A Reading of Oliver Stone's Alexander

Jon Solomon

University of Illinois

Popularity at the box office, of course, is not the sine qua non of excellence in a film, but as a high-profile Hollywood release, Oliver Stone's Alexander was expected to earn much more money. Alexander also failed among popular critics. Their justifications for disliking the film were varied. Manohla Dargis in The New York Times found the choice of Alexander to be politically reprehensible, Peter Travers of Rolling Stone Magazine criticized Stone's excessive use of narration by Ptolemy; Roger Ebert of the Chicago Sun-Times thought the film attempted too much and delivered too little. Other critical complaints—besides the de rigeur "it's too long" and "the acting was poor"—included Colin Farrell's tinted hair, Angelina Jolie's Albanian accent,  the omission of battles AND their excessive length, and, similarly, the inclusion of implicit gay sex AND the absence of explicit gay sex.

Stone has made films involving such controversial, complicated, hot-button issues as the Kennedy assassination, the Nixon presidency, and the Viet Nam war overseas and at home. He knows how to sift through written material and transfer it to the screen. He is an artist who intentionally makes controversial films about controversial subjects. And yet it seems as if almost every time he releases a film critics and the public expect something quite different, or rather, something uncontroversial. They fail to follow the progress of this innovative artist. Alexander is not at all the failed traditional Hollywood ancient biopic that it seems to be at first glance.

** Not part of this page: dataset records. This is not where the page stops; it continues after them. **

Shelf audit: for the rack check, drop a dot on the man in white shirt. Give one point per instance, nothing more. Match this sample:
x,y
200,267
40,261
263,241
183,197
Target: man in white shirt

This paper will provide a new reading of the film. Salient points will include how Stone 1) employs quasi-Aeschylean animal symbols of the panther, horse, eagle, and snake to organize his material and give it a supernatural element superior to that in perhaps any other film set in antiquity, 2) infuses his script with significant mythological allusions (particularly to Heracles [sic], Medea,  and Prometheus) to give it a genuinely ancient historical perspective, and 3) makes several parallels between Achilles/Patroclus and Alexander/Hephaestion to render their homosexual relationship as the alpha and omega of Alexander's romantic vision. I will also address Alexander's dysfunctional psychological history and Colin Farrell's portrayal of him.